Oliguria is another traditional sign of hypovolemia that is often used to trigger fluid administration. Bihari reported it was the bolus with lowest responsiveness among FB triggers while it was more effective than low filling pressure in ARDS patients [8, 9]. We found oliguria was the least used trigger and its responsiveness was lower than with low CVP and low MAP. It suggested that clinician was aware of the limitation of this parameter in predicting volume status. In fact, UOP in septic shock is controlled by renal mechanism more than hemodynamic parameter makes oliguria become a unreliable indicator of hypovolemia [20].
High lactate level is also considered as manifestation of hypovolemia/hypo-perfusion and target of therapeutic strategies aiming to improve oxygen delivery [11]. We used lactate level ≥ 2 mmol/L to trigger FB but found that it was the least effective one. A study of Ospina-Tascon suggested that the relationship between lactate and macro hemodynamic index, if there was, just existed in early phase of septic shock [21]. However, more evidence showed that sepsis-associated hyperlactatemia not only caused by hypo-perfusion and anaerobic metabolism but also by accelerated adrenergic-driven aerobic glycolysis [22].

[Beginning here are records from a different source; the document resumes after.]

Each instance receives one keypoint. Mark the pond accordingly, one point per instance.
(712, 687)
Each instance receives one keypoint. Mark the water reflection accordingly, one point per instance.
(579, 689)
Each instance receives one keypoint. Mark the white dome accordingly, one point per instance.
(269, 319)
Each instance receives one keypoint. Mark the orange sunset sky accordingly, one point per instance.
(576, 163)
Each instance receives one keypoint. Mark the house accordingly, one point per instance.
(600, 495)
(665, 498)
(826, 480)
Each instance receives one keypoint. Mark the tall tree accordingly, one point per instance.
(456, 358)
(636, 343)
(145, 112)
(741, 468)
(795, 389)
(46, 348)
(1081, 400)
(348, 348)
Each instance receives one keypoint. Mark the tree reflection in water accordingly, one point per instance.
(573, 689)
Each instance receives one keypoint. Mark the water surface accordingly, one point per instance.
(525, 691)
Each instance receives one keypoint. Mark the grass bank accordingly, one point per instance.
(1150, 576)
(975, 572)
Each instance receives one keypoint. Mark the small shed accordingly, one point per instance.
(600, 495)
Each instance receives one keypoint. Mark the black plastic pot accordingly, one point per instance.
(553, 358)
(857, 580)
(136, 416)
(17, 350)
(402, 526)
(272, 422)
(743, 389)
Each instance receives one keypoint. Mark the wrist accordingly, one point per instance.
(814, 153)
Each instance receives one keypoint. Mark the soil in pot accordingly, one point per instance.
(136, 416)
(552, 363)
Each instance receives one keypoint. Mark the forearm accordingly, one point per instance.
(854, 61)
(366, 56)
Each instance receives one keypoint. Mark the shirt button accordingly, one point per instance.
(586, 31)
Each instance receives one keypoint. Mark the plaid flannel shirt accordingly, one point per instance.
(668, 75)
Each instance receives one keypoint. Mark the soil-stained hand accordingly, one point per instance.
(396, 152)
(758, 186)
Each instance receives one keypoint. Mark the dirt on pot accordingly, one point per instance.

Besides individual FB triggers, we also evaluated the combination of these triggers in fluid responsiveness. Although there was a trend of increasing response rate when there were more triggers used, the small sample size prevented it from reaching statistical significance. Moreover, there was no pattern of grouping these triggers that could achieve better fluid response. In post-surgical patients, Stephen reported that the combination of hemodynamic parameters and fluid balance history were better than any single parameter in predict low circulating volume measured by I125-albumin [23]. On the other hand, clinical parameters were found to poorly related to hemodynamic index in septic shock and ARDS patients [24]. Because the combination of FB triggers was not associated with higher response rate, it suggested they neither predict volume status nor fluid responsiveness.
Besides enrolling patients in late phase of septic shock, our study had some limitations. Firstly, many patients were transferred to our ICUs without fluid balance records made it impossible to calculate previous infused fluid. However, a rather high CVP before bolus suggested that they have received enough fluid in initial rescue phase. Secondly, considering patients safety, we only recruited patients with CVP ≥ 15 mmHg. Even so, the rate of response according to low CVP (≤ 8 mmHg) were not higher than other triggers made it very unlikely to be a better trigger if patients with higher CVP had been enrolled.
5. CONCLUSION
In optimization phase of septic shock, patients may still have indications for fluid administration, but fluid responsiveness is low, especially in patients already failed the initial bolus. No FB trigger was superior to the others in term of providing a higher responsiveness. Additionally, fluid responsiveness was not shown to be improved by the combination of these triggers.